第9章 嵐
「俺も一緒に行きたかったなぁ。屯所で待機とか、退屈過ぎ」
「君は傷さえ癒えれば、すぐにでも復帰できますよ。それに比べて、私は……」
そう言って、山南さんは自らの左腕をさする。彼はあれ以来、刀を振れなくなってしまった。藤堂はそれを察して、バツが悪そうに顔を伏せた。
「まぁ、大人しく寝てろってことだよ」
その言葉と共に、沖田は藤堂の足を蹴った。
「いってぇ! 何すんだよ総司」
「はいはい」
屯所内へと入っていく二人を見ながら、志摩子は暗い表情を浮かべる山南に視線を向けた。山南はぎゅっと、左腕を掴んでいた。

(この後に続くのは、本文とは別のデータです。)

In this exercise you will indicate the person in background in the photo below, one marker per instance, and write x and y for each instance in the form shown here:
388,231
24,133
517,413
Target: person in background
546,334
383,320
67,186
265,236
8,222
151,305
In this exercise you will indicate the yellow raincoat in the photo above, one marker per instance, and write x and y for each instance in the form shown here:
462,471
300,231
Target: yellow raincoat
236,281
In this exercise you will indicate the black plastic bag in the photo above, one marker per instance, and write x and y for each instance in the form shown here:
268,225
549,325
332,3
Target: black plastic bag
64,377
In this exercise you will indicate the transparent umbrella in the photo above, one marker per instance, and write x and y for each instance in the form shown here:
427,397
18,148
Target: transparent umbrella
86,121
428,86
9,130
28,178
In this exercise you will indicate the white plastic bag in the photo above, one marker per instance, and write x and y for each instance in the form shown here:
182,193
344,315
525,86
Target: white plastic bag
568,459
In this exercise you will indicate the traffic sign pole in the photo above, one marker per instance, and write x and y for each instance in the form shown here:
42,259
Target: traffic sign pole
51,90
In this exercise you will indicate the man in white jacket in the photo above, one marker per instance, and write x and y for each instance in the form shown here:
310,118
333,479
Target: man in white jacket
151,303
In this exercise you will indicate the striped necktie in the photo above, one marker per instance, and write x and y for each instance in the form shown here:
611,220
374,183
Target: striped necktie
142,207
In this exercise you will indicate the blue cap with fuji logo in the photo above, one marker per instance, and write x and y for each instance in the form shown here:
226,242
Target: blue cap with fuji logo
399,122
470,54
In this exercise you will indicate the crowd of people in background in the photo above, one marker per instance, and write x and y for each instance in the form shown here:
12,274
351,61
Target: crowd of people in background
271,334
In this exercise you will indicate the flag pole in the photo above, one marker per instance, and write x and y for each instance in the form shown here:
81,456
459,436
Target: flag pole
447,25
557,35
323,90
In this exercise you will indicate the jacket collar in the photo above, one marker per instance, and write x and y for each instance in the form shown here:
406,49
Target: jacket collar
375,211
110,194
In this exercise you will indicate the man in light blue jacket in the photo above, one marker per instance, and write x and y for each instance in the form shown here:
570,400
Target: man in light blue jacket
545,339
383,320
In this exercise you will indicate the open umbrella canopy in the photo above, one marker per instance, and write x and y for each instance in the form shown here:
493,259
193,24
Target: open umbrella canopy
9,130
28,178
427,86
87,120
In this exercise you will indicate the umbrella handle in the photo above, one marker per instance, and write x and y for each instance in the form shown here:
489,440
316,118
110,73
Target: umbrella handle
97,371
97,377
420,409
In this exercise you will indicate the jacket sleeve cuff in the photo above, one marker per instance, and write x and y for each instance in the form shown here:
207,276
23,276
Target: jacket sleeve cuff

どう声をかけていいのか迷ったが、志摩子は失礼だと思いながらも、思い切って山南の手に自らの手を重ねた。
「……志摩子さん?」
「あの、此処に医学に関する本はありますか?」
「……どうしたんですか、急に。傷の手当てをするのに、いくつか集めてはいますよ。といっても、専門的なものというよりかは自分で手当てする程度のものばかりですが」
「それでも構いません! 私に、その本を見せてはもらえないでしょうか」
「……どういう、つもりでしょう?」
「私は……此処でただ、皆様をお見送りすることしか出来ません。でも少しでも、私にも出来ることがあるのならやってみたいのです」
「……そうですか。書庫に案内します」
「……! ありがとうございます」
山南に案内され、志摩子は書庫へとやってくる。そこには意外にも、志摩子が想像していた以上に沢山の本が並べられていた。